In the present study, Bcl-2 and Mcl-1 expression decreased while Bax, Bak, and PUMA increased in sunitinib-induced apoptotic AML cells. These results indicated that mitochondria-triggered apoptosis in sunitinib-treated AML cells may be attributable to downregulation of anti-apoptotic Bcl-2 family members and upregulation of pro-apoptotic Bcl-2 family members. We also found that sunitinib activated caspase-8 and increased Fas, FasL, DR4, and DR5 protein expression. These results provided the first evidence that extrinsic apoptotic pathway (death receptor/caspase-8 system) activation could be an essential mechanism responsible for sunitinib-induced apoptosis in AML cells. However, how these anti- and pro-apoptotic molecules are regulated in sunitinib-treated AML cells remains unclear. The precise mechanisms underlying sunitinib-induced apoptosis still require further investigation.

To characterise the potential clinical application of sunitinib in AML, we examined its cytotoxic and differentiation capacities in patient-derived myeloid blast cells. The results in myeloid blast cells from patients 1 and 2 were basically consistent with those in AML cell lines, suggesting that sunitinib could possibly benefit patients with non-APL AML. However, monocytic differentiation did not significantly increase in myeloid blast cells from patient 3 after sunitinib treatment. One possible explanation for this inconsistent finding is that since patient 3 was diagnosed with acute monocytic leukaemia, sunitinib could not further differentiate the monocytic blast cells. However, more patient-derived myeloid blast cells are still needed to confirm this speculation.

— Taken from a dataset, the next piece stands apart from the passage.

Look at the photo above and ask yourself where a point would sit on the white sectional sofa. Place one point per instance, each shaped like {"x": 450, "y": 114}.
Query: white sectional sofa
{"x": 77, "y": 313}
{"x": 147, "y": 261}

In conclusion, our study provided evidence that the multitarget tyrosine kinase receptor inhibitor sunitinib induced G0/G1 phase arrest, monocytic differentiation, and apoptosis in human AML cell lines HL60 and KG-1. Increased p27Kip1, pRb1, and p130/Rb2 expression and decreased cyclin D1, cyclin D3, and Cdk2 expression may be responsible for both G0/G1 phase arrest in the cell cycle and monocytic differentiation. PKCα and PKCβ may also play a crucial role on sunitinib-induced monocytic differentiation. Moreover, caspase cascade activation (caspase-2, caspase-3, caspase-8, and caspase-9), pro-apoptotic molecule (Bax, Bak, PUMA, DR4, and FasL) upregulation, and anti-apoptotic molecule (Bcl-2 and Mcl-1) downregulation demonstrated that sunitinib-induced apoptosis in AML cells occurred via both intrinsic and extrinsic apoptotic pathways. Well-designed clinical trials are urgently needed to determine the most optimal clinical setting for sunitinib use in patients with non-APL AML.